Kernel Mode Threats & Practical Defenses: Part 2

In our last post, we described the evolution of kernel mode threats. These remain a prominent mode of compromise for nation-state attackers, as they are difficult to detect and enable robust persistence. Despite advances in platform protections, kernel mode threats continue to evolve and have been employed in many high profile attacks, such as WannaCry and NotPetya. What can organizations do to protect against kernel mode threats? Fortunately, the state of the art in defense also has evolved to counter this impactful attack trend.

Our own offensive tradecraft research informs our approach to improving defenses from kernel threat vectors. We will first cover our own research which evolved from Red versus Blue exercises, as well as detail deeper analysis into evading current platform protections. With the state of the art in offensive tradecraft established, we will then discuss several approaches to defending against kernel mode threats. We will also introduce two open source tools to help defend against kernel mode threats. Some are fast wins, while others involve hunting and establishing real-time protections. And in all cases, we still highly recommend upgrading to the latest Windows 10 and enable as many protections as feasible in your organization.

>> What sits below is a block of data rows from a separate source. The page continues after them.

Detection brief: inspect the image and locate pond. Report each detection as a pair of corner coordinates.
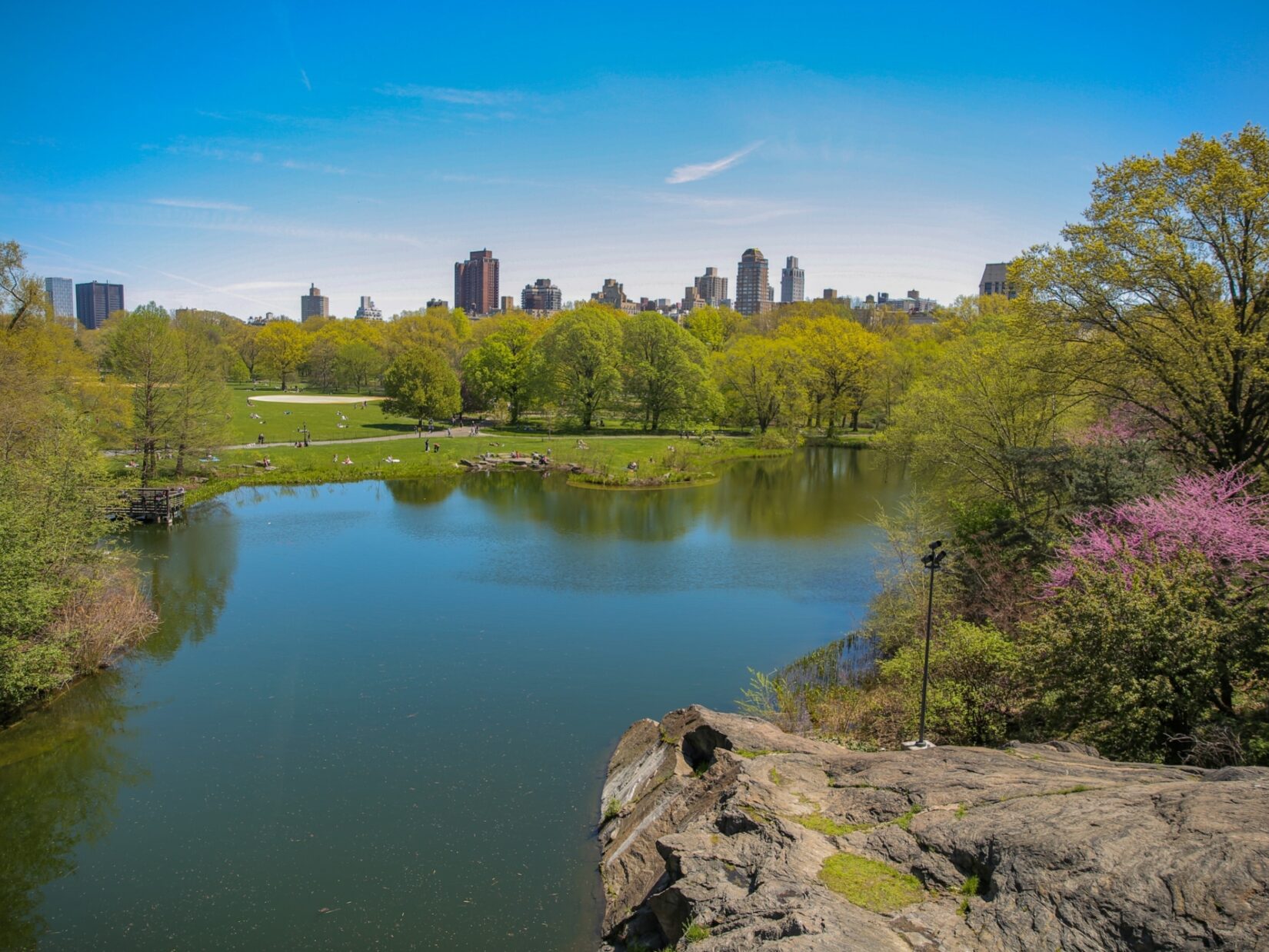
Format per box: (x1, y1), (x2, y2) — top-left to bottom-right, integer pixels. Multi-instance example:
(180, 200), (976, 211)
(0, 449), (904, 952)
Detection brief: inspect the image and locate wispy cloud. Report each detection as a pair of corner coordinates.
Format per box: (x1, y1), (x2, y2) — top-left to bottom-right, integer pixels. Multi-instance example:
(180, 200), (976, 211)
(648, 191), (807, 225)
(150, 198), (251, 212)
(281, 158), (348, 175)
(149, 140), (349, 178)
(375, 82), (524, 105)
(666, 140), (765, 185)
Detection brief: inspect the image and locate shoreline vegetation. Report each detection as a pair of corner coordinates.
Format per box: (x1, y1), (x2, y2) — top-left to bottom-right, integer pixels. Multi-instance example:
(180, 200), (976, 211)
(0, 125), (1269, 765)
(109, 429), (817, 504)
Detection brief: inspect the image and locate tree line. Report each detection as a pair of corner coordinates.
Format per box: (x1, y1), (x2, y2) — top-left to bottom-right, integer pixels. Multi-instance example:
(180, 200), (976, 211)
(746, 125), (1269, 765)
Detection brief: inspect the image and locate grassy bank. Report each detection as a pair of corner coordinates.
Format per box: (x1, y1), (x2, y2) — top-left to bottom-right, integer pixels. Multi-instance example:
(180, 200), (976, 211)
(111, 434), (789, 501)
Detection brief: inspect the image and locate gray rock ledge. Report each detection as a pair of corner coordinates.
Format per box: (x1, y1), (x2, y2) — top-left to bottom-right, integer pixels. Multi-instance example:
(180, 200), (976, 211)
(599, 707), (1269, 952)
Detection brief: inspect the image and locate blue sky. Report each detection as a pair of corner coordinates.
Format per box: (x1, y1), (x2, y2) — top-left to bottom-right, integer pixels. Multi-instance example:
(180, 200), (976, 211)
(0, 0), (1269, 316)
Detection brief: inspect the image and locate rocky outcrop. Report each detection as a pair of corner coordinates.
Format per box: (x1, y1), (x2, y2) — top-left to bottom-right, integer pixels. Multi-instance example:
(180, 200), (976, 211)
(600, 707), (1269, 952)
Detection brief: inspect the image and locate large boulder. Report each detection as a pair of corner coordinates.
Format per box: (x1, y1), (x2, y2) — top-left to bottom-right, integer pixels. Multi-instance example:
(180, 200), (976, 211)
(600, 707), (1269, 952)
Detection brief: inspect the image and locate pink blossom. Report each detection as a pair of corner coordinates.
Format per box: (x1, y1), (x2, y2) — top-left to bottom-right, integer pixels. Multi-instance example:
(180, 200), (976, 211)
(1050, 470), (1269, 589)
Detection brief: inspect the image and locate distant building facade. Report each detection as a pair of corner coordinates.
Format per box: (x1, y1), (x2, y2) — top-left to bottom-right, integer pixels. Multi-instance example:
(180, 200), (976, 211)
(781, 255), (806, 305)
(354, 295), (383, 321)
(45, 278), (75, 318)
(521, 278), (564, 314)
(75, 281), (123, 330)
(299, 285), (330, 321)
(978, 261), (1018, 300)
(693, 268), (728, 307)
(455, 248), (501, 316)
(590, 278), (640, 311)
(736, 248), (771, 315)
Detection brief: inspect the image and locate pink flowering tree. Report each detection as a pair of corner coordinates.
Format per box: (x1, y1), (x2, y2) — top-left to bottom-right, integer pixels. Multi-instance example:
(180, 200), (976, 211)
(1025, 471), (1269, 765)
(1050, 470), (1269, 589)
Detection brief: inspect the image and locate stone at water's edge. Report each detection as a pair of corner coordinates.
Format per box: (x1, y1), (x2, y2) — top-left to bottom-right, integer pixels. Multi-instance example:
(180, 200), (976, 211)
(600, 707), (1269, 952)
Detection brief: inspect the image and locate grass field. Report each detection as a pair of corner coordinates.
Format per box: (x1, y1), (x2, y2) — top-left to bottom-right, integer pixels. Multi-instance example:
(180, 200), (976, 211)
(230, 384), (415, 444)
(109, 434), (787, 501)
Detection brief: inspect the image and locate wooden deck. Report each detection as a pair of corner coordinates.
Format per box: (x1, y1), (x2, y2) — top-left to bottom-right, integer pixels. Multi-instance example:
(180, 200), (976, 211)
(105, 486), (185, 525)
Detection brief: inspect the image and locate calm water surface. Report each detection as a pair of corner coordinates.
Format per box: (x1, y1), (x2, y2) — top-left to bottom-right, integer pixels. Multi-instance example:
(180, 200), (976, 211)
(0, 451), (904, 952)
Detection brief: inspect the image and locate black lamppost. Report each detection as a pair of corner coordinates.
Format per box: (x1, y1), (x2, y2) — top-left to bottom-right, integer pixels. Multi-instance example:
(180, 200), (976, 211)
(914, 540), (947, 749)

Offensive Tradecraft Research

To test and push the boundaries of our defenses, it is essential to comprehend the state of the art in offensive tradecraft. During an internal red vs blue, we first explored leveraging kernel mode malware to evade endpoint security products and the most commonly deployed kernel protections (such as Driver Signature Enforcement). Next, we investigated methods for evading the most advanced kernel protections such as Virtualization Based Security (VBS) and Hypervisor Code Integrity (HVCI).


Red vs. Blue

Endgame periodically conducts internal Red vs Blue exercises to test our product and team’s skills. The Red Team is tasked with emulating adversaries of varying sophistication levels. This includes everything from very noisy commodity malware to mid and upper tier APTs. ​Typically, those of us on the Red Team try to stay stealthy with the latest user-mode in-memory techniques. However, our Blue Team is constantly upping their game and and became increasingly efficient at zeroing in our user mode injection techniques. We decided to pursue kernel-mode in memory techniques to raise the bar.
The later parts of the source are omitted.